America’s military has now been engaged in combat operations continuously for more than a decade. Individuals like Dakota Meyer and Salvatore Giunta showcase the selflessness and bravery of this generation of service members. They fight regardless of political bickering in Washington, D.C.; they serve because they believe in their mission to defend people they have never met. While some may not agree with the wars being fought abroad, much like during the Vietnam War era, men and women continue to lay down their lives to defend the ideas and values that our great nation was founded upon.
The events of September 11 lead to our military personnel being deployed to the Middle East and other areas of the world, and has also created a generation of military personnel needing care and benefits. In addition to fighting on the battlefield, we are also waging a war against suicide in our active duty and veteran communities. As a Vietnam veteran, I understand the challenges that come with reintegrating into society. Many Vietnam veterans have battled post-traumatic stress disorder and feelings of depression and hopelessness throughout the years. As we connect with younger service members, our mission is to tell these men and women that they are not alone. We want them to know that there is someone else who understands what they have seen and experienced.

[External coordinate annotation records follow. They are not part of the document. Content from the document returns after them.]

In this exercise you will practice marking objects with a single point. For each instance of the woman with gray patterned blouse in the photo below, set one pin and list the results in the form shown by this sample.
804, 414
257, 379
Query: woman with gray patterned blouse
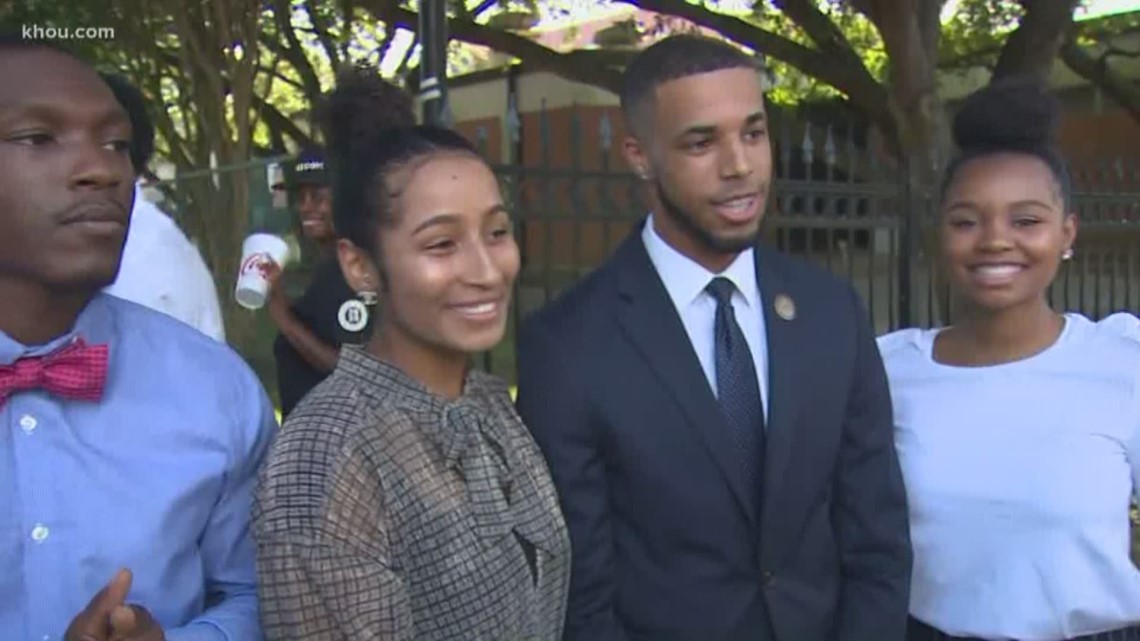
405, 498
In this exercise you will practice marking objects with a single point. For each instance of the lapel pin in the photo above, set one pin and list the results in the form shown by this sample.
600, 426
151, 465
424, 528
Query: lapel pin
784, 307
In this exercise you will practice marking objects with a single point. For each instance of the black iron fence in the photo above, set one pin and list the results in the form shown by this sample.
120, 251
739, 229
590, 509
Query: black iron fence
833, 203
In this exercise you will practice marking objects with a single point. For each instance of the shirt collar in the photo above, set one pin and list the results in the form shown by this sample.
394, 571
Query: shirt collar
685, 280
95, 325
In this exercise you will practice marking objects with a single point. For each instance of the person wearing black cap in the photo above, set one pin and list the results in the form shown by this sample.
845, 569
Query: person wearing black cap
310, 333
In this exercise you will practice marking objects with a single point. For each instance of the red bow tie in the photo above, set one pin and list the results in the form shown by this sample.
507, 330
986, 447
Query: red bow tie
76, 371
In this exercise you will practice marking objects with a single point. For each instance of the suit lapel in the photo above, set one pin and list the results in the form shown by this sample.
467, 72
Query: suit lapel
784, 340
651, 323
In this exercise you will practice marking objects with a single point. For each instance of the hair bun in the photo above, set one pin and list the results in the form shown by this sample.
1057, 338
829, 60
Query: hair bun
1012, 113
360, 108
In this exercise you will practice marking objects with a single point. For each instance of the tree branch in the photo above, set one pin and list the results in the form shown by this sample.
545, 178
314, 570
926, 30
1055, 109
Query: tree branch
514, 45
1034, 45
292, 49
278, 122
844, 74
324, 35
1097, 71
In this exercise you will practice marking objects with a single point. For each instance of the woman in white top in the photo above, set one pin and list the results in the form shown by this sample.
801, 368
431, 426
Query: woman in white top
1018, 428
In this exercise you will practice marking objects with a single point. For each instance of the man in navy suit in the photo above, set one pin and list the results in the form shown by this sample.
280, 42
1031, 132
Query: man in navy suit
716, 415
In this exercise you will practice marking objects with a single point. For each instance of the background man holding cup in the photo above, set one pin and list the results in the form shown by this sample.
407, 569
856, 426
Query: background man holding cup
161, 267
314, 327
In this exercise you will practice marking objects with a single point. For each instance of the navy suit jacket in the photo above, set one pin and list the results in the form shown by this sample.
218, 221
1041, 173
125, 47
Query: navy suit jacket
665, 543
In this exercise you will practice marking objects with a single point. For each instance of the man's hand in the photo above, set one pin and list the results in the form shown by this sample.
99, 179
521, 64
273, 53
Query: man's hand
277, 299
107, 617
135, 623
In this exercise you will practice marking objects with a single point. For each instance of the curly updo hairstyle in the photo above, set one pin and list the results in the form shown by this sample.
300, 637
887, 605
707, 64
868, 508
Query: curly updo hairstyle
372, 134
1010, 115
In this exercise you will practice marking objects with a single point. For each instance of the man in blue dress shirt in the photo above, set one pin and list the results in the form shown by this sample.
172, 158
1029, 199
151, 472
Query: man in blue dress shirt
129, 443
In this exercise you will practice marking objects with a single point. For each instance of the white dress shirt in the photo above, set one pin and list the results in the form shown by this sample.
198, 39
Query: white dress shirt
163, 270
1018, 478
685, 281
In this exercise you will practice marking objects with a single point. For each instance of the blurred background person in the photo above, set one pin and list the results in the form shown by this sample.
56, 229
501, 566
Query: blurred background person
310, 332
161, 268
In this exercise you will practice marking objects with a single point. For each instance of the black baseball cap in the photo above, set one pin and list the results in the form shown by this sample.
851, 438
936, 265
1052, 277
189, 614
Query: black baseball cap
308, 169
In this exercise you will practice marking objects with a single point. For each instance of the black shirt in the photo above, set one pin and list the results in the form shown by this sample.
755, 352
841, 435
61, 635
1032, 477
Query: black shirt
317, 309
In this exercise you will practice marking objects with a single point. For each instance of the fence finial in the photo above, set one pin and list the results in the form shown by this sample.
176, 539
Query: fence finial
605, 130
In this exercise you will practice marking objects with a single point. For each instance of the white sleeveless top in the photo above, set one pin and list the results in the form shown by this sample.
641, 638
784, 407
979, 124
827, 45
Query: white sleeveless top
1019, 478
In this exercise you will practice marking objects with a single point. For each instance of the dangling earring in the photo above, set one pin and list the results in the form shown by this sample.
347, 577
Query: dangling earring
353, 314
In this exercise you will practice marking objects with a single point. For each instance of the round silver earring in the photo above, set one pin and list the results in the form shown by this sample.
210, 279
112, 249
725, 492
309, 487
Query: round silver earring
352, 316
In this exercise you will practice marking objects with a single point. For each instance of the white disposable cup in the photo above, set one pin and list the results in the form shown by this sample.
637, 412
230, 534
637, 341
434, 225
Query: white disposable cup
252, 286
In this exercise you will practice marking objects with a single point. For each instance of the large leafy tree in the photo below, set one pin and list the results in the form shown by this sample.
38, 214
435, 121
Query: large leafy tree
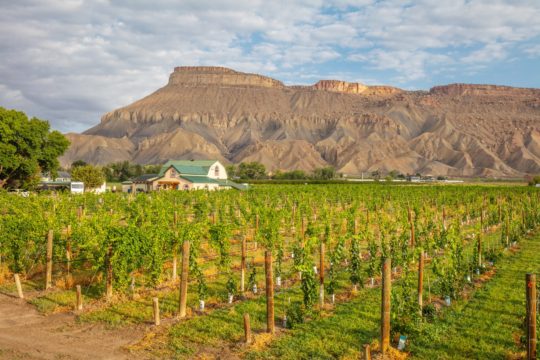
27, 147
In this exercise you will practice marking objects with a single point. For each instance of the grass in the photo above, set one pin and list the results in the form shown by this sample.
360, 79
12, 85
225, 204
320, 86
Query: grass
357, 322
489, 325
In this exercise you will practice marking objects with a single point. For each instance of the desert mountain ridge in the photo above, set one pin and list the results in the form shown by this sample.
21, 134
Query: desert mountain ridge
220, 113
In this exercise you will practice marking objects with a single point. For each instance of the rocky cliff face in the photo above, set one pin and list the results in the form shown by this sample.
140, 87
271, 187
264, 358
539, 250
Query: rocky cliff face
213, 112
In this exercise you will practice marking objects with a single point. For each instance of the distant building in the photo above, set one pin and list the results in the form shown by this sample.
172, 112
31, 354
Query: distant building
184, 175
62, 176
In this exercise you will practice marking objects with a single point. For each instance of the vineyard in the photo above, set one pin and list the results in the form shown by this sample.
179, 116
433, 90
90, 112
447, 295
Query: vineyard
288, 271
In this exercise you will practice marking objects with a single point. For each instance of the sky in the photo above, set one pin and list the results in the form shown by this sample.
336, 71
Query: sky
71, 61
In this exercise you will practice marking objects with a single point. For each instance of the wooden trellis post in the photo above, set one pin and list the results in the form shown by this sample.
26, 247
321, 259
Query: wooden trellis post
411, 223
321, 275
157, 319
247, 329
78, 305
385, 305
184, 280
367, 352
175, 250
243, 265
109, 279
48, 277
269, 292
421, 281
19, 286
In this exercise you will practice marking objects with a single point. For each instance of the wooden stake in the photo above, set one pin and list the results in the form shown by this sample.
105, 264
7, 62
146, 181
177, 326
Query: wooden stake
367, 352
321, 275
444, 218
411, 223
175, 266
269, 292
303, 229
184, 280
48, 277
108, 266
247, 329
385, 305
19, 286
421, 281
531, 316
68, 249
243, 266
157, 320
78, 305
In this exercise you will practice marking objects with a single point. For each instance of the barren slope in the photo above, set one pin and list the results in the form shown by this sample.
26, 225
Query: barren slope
211, 112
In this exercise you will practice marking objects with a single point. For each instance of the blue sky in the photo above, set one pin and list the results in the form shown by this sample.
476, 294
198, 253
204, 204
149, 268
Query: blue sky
70, 61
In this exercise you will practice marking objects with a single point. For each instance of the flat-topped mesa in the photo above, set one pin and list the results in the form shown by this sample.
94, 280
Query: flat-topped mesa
215, 75
340, 86
355, 88
479, 89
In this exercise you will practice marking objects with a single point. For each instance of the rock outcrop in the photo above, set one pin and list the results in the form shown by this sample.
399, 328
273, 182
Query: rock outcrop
214, 112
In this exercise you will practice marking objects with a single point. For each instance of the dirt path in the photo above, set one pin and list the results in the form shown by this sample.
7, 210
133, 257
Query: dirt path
25, 334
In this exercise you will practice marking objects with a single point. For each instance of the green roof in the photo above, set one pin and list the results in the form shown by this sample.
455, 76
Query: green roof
199, 179
191, 167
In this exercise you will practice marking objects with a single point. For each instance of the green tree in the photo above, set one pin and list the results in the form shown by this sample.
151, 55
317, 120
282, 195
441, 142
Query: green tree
91, 176
27, 147
78, 163
231, 170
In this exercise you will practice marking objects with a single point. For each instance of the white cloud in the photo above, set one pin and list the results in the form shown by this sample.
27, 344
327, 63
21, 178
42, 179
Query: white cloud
71, 61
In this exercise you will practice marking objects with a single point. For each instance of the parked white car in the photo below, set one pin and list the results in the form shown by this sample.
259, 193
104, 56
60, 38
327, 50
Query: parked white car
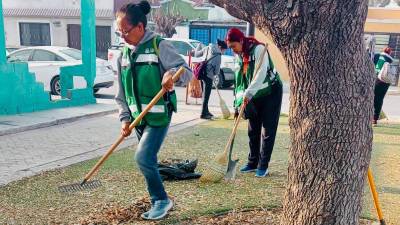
45, 62
183, 46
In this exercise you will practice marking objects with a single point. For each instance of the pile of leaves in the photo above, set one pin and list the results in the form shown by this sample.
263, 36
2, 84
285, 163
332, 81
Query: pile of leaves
114, 214
117, 215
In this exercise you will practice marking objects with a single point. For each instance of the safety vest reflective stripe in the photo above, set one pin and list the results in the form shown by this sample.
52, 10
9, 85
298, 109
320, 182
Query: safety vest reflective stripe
154, 109
147, 58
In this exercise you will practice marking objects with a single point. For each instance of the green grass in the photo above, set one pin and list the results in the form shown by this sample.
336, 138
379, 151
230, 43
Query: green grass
36, 200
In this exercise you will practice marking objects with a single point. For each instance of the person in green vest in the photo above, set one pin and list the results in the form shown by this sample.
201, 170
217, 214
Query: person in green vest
261, 92
146, 66
382, 63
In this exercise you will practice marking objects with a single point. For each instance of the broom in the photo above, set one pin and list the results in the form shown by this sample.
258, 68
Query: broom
213, 174
224, 108
375, 197
85, 185
216, 171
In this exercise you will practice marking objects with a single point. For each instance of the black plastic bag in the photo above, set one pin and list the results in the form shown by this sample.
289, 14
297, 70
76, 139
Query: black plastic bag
178, 170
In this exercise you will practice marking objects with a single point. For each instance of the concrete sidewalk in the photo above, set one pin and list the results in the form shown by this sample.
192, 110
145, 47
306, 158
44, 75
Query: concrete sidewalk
40, 141
35, 120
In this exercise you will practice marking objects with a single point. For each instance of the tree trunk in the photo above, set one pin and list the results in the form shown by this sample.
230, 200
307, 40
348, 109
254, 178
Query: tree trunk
331, 100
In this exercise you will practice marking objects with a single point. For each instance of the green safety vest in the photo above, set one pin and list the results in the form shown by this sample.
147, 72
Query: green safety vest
242, 82
379, 64
141, 78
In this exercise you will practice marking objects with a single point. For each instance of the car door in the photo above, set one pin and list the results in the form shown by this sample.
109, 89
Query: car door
182, 48
46, 65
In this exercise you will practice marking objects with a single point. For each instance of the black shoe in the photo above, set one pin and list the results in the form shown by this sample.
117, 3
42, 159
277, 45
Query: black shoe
206, 117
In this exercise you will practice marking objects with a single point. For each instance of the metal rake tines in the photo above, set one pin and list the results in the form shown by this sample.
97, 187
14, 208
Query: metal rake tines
214, 173
90, 185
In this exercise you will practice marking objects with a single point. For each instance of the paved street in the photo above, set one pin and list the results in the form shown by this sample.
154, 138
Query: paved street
27, 153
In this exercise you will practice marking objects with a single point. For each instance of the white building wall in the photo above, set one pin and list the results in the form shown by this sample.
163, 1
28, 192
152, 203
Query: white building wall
58, 33
54, 4
220, 14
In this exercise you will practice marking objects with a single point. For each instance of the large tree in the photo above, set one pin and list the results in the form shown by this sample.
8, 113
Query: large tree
331, 99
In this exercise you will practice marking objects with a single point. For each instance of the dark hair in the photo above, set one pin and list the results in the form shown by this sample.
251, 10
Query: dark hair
235, 35
135, 13
222, 44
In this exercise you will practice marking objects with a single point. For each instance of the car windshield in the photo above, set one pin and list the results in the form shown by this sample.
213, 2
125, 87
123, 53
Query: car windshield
195, 43
73, 53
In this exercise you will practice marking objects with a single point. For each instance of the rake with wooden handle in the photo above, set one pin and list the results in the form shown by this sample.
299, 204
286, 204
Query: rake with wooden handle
84, 185
224, 108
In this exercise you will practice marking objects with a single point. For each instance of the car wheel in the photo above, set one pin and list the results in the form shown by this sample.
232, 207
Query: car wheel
55, 86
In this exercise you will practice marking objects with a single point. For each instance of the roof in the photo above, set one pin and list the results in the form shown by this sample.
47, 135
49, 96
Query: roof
49, 48
55, 13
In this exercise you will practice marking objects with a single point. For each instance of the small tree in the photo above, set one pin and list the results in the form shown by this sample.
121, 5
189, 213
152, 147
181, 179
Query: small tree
166, 23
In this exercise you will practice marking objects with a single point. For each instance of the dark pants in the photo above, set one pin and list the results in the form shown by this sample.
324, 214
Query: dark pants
380, 92
263, 126
206, 85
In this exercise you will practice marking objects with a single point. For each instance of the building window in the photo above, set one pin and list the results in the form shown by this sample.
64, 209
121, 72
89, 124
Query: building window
34, 34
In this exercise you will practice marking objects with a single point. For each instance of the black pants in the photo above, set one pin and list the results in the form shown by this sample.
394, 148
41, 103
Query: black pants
262, 127
206, 86
380, 92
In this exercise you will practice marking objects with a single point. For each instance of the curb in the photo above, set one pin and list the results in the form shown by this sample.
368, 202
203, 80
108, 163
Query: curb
56, 122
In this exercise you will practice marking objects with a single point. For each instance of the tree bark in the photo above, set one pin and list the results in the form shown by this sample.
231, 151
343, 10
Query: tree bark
331, 100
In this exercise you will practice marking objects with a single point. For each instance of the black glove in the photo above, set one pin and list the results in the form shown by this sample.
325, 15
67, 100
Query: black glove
236, 113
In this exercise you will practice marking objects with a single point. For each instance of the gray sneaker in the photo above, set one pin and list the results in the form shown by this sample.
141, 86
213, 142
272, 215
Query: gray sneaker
158, 210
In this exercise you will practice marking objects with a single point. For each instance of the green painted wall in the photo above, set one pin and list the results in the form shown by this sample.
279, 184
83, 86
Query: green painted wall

As we remember the terrible toll of 9/11, we must also thank and honor those service members who continue to carry the fight to those who would do us harm. We must also renew our call to honor America’s sacred covenant to care for our veterans and their families when they return. AMVETS will remain steadfast advocates for this noble cause on Capitol Hill in Washington, D.C., and in communities across the nation. Today, I call on my fellow Americans to join me in renewing our commitment to those who have and continue to serve, and to remain vigilant in our fight against those who threaten our home, our families, and our values as Americans.
AMVETS Past National Commander Gary L. Fry who is an Army veteran who served during the Vietnam War.